His father pulled open his money bag and pulled out a coin.

‘What’s that?’

‘Well, it’s a gazzetta. One of our coins.’

‘One of our coins. That’s right. Ours. It isn’t a Milanese marengo. It isn’t a Florentine florin. We have our currency because we’re our own nation. And we’re not giving it up.’

‘I bet the Milanese felt the same about their marengo.’

‘Of course they did. What of it?’

‘They’ve fallen to the French. 
You may have noticed.

‘That’s it. Now you’ve really pissed me off. Get the hell out of here. I’ve got work to do.’


Glorious legacy of Venetian grandeur: the harbour at Ragusa
Today it's called Dubrovnik and belongs to Croatia
Over the rest of the century, the Ottoman Turks drove Venice out of its East Mediterranean holdings. Meanwhile, Portugal led the way around Africa to the Indies, and Spain, while trying to find its own route westward, stumbled into the New World.

Venice became irrelevant as a major power. It remained charming and cultured but became a declining backwater until it fell to the French under Napoleon and then got passed the Austrians. Over four centuries after Girolamo’s time, Venice finally woke up to the fact that it made sense to pull together with the other states of the peninsula and contributed to the formation, at last, of Italy.
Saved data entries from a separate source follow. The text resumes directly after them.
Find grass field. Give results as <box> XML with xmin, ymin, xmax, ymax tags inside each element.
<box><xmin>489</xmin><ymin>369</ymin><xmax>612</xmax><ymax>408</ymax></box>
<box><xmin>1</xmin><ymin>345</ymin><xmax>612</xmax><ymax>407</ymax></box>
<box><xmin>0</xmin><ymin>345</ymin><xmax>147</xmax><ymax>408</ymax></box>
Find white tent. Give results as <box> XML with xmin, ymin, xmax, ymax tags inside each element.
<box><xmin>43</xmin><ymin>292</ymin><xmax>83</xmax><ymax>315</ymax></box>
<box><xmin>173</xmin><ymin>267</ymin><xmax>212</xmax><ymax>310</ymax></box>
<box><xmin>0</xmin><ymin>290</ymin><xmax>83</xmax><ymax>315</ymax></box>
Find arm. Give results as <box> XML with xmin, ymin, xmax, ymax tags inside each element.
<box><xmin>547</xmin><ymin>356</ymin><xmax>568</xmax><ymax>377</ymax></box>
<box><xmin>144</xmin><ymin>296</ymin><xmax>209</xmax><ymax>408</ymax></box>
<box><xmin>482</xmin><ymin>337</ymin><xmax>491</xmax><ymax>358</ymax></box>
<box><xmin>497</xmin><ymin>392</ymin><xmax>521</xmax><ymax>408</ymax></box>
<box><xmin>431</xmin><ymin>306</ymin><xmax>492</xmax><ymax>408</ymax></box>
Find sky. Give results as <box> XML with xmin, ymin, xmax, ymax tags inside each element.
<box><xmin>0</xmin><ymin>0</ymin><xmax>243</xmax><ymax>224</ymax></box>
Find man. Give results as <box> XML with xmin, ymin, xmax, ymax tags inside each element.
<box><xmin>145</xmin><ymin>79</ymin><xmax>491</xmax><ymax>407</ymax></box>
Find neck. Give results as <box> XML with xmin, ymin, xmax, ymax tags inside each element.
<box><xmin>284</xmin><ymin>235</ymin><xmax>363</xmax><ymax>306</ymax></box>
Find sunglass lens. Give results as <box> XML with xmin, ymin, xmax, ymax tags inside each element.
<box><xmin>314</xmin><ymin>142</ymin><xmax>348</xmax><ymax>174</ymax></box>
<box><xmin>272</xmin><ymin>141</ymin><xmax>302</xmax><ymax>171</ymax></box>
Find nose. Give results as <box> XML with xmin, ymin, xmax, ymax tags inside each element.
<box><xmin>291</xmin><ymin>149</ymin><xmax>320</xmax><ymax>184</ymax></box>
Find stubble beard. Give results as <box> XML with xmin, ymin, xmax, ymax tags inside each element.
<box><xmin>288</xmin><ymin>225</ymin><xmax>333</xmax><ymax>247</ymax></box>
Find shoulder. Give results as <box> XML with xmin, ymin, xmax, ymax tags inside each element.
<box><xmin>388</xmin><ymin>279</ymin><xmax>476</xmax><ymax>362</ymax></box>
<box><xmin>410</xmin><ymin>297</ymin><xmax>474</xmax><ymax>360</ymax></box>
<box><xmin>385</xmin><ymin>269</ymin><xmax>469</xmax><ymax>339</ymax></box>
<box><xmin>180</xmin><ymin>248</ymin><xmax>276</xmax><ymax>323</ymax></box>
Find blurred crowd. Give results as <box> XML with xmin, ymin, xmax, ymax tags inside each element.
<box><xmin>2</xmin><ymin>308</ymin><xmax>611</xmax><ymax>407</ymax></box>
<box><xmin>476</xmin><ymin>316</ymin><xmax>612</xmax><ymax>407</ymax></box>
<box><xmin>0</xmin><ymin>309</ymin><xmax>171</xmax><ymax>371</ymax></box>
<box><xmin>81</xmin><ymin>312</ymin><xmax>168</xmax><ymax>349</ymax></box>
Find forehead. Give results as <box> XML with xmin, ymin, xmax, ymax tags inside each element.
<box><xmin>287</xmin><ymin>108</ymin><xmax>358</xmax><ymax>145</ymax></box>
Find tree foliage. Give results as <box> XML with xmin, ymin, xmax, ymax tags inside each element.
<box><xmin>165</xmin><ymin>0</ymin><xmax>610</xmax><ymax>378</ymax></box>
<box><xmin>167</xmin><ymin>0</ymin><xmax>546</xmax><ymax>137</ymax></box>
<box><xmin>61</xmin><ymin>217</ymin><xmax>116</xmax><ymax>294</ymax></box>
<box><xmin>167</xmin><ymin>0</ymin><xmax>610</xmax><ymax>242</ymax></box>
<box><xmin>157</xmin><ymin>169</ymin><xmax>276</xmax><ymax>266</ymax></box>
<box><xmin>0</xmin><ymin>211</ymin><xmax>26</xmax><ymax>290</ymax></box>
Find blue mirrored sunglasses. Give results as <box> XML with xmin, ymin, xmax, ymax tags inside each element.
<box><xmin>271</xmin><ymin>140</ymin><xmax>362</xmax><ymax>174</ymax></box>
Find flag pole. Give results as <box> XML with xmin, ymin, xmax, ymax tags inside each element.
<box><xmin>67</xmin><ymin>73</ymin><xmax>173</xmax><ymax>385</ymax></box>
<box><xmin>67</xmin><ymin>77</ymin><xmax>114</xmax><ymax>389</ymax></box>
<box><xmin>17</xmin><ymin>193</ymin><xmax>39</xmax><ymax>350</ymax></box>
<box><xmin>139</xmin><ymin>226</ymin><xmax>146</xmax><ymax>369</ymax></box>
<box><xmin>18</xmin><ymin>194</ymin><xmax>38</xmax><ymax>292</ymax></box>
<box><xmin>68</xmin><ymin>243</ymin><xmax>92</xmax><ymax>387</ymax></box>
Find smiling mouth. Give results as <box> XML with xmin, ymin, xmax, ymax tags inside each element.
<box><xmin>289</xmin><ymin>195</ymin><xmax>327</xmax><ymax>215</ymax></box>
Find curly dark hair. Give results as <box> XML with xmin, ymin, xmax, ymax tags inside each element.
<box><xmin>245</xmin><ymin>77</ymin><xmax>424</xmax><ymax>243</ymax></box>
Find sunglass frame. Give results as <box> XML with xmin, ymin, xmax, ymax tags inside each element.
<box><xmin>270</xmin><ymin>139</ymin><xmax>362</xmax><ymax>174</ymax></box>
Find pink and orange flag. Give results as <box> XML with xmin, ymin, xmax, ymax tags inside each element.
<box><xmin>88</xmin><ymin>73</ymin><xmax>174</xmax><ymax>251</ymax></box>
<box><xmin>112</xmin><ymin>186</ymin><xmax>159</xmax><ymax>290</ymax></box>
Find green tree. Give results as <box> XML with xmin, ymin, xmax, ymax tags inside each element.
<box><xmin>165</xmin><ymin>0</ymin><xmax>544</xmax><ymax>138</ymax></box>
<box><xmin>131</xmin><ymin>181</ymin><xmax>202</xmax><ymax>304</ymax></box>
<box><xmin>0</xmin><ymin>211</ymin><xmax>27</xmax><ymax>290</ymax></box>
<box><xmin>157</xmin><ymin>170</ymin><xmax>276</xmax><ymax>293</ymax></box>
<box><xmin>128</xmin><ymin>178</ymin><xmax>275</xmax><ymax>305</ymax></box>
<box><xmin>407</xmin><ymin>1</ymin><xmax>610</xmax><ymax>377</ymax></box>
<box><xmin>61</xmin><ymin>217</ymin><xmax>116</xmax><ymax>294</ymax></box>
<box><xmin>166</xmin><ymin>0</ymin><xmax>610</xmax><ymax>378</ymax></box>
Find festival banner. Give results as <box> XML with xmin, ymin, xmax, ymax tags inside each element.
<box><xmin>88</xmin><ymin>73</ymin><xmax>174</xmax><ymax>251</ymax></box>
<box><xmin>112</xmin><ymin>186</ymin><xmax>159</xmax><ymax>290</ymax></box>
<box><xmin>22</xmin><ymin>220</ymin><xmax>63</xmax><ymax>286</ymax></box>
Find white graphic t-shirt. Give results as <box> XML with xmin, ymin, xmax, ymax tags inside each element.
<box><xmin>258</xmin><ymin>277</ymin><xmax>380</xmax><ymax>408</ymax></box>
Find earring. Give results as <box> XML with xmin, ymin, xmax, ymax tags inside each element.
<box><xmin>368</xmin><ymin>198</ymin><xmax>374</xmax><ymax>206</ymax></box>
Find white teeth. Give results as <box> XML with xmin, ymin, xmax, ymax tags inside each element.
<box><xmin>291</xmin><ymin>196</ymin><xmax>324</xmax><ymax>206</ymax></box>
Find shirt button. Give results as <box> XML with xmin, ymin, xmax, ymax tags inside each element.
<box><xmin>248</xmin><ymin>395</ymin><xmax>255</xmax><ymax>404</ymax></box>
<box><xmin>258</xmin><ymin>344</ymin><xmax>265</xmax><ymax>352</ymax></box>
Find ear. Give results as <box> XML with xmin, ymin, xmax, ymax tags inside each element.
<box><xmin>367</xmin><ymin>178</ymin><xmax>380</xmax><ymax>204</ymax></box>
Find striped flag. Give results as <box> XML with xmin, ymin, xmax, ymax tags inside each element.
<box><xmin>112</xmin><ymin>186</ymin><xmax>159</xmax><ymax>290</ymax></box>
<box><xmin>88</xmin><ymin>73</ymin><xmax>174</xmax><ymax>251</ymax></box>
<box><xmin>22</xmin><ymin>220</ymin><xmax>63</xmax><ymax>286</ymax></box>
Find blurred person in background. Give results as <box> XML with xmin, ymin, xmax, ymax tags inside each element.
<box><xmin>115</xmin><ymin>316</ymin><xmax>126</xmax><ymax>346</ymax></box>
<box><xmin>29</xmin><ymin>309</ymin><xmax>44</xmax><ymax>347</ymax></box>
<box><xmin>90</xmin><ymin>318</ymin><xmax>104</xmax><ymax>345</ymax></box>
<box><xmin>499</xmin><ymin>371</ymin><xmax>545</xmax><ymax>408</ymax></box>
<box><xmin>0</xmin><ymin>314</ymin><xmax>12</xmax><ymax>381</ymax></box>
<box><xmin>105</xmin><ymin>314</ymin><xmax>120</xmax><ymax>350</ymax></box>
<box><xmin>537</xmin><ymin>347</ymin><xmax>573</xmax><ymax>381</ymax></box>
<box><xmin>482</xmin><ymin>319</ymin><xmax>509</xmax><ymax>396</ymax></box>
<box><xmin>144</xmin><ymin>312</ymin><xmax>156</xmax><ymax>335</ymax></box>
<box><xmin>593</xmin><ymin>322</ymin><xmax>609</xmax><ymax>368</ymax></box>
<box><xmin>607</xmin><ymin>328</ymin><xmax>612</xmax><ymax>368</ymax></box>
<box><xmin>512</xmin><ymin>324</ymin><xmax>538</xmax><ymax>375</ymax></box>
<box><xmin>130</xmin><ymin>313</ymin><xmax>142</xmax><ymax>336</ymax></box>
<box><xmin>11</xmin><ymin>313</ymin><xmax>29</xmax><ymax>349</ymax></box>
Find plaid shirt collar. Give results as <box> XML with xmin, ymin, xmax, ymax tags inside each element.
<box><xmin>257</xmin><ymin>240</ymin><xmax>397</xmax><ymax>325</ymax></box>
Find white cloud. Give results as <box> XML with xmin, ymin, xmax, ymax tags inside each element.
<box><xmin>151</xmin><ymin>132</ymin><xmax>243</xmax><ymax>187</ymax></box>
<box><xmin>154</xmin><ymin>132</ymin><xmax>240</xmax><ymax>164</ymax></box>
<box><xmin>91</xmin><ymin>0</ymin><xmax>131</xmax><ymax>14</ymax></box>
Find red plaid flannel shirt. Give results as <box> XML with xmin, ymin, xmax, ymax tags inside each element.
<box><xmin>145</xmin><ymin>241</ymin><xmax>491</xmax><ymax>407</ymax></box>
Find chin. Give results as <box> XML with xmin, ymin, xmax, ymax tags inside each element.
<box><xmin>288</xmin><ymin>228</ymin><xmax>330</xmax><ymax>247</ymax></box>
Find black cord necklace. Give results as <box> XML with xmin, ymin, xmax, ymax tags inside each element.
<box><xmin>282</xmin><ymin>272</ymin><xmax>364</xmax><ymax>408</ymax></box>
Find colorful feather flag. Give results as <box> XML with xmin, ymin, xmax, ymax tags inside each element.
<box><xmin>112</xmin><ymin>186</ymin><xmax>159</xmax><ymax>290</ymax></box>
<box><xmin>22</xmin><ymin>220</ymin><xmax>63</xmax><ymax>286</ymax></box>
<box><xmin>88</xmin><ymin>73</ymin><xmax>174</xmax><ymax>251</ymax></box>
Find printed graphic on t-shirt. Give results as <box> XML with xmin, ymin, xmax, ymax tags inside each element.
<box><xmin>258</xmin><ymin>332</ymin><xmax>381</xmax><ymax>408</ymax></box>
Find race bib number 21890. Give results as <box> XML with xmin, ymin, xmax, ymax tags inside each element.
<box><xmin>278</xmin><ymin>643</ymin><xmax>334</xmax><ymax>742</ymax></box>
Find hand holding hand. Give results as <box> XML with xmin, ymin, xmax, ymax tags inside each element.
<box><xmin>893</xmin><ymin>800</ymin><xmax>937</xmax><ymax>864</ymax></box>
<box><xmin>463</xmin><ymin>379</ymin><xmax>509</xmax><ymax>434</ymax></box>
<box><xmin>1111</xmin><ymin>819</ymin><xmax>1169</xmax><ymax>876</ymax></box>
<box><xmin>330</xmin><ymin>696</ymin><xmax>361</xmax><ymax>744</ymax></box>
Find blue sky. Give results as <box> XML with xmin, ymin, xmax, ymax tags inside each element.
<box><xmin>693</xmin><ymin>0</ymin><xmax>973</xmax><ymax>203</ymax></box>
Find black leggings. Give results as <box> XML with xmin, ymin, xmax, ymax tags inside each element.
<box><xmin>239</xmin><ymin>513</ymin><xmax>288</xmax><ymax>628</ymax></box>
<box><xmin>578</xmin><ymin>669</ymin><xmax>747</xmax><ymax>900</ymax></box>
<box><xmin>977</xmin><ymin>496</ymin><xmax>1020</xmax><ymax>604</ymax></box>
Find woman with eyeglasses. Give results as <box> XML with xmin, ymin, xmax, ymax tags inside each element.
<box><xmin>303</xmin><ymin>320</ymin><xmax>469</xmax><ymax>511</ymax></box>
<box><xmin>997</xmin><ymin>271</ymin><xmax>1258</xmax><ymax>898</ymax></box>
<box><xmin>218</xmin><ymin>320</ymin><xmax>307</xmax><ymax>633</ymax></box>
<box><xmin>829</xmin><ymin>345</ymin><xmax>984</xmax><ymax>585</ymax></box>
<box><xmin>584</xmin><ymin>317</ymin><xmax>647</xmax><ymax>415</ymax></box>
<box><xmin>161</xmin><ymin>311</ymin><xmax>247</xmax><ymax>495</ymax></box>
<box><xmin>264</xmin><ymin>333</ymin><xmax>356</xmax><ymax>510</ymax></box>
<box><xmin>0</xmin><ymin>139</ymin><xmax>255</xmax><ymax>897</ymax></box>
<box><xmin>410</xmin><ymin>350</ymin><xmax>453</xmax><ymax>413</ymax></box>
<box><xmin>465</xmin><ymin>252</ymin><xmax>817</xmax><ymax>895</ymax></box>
So when I hear people demanding Britain’s withdrawal from the EU, I'm reminded of Girolamo and the half-baked arguments he came up with.

Our world, dominated by the United States and China and other huge nations coming up behind, makes me think of Benjamin Franklin: ‘We must, indeed, all hang together, or most assuredly we shall all hang separately.’

Wise words. Addressed to those who wanted to break from Britain. Time Britain took them on board too.